Nei panni di Andrea Agnelli avrei confermato, pubblicamente e ufficialmente, Maurizio Sarri. Per dare una scossa. Per indicare il sostegno all’Idea. Non si può sempre vincere e, soprattutto, non si può traslocare dal pratico al bello pensando che basti la mano di un nuovo burattinaio per trasfigurare burattini vecchi, incluso un extra-terrestre come Cristiano. Un’autorità senza potere o un potere senza autorità è la scelta peggiore. Il precedente di Gigi Maifredi non può non aver insegnato qualcosa.
L’ossessione era e rimane la Champions, in bilico tra il ritorno con il Lione e la forche di Manchester City o Real. Neppure un eventuale flop dovrebbe determinare il destino di "C’era Guevara". Il silenzio della famiglia - in questo caso, almeno - è più preoccupante degli alti e bassi che stanno crivellando la Signora.
Fino al 9 marzo la Lazio, capace di liquidare la Juventus già all’andata e a Riad, era la squadra più brillante. E dopo la grigia coppa di Madama, memore proprio di quella striscia, le avevo dedicato la vetta del mio borsino di giugno. Mal me ne incolse. Un gran primo tempo a Bergamo e poi - strutturale, verticale - il crollo: due vittorie in sette partite.

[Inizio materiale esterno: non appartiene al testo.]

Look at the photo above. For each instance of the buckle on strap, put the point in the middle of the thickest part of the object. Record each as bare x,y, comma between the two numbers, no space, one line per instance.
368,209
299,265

La rosa, certo; gli infortuni; e una gara ogni tre giorni. Non c’è un "titolarissimo" che non sia precipitato dal massimo al minimo: Ciro Immobile, Sergej Milinkovic-Savic (specialmente), Luis Alberto, nemmeno convocato per Torino come Lucas Leiva, Senad Lulic, Stefan Radu, Joaquin Correa. L’unico che non ha cambiato passo è Manuel Lazzari, terzino a tutta fascia.
La pancia piena del collegio ha spinto Sarri ad accendere candele all’altare del Singolo. Le marce indietro non sono incoerenza, anche se è imploso l’equilibrio, termine che l’italiano medio considera un prezzo. Quando, viceversa, resta un valore.
Immobile 29, Cristiano 28: lo scettro di capocannoniere è la locandina del film. La trama, in compenso, gira attorno a una fabbrica convertita in lotteria e a un ospedale che sbuffa orgoglio. Un po’ David Lynch, un po’ Milos Forman.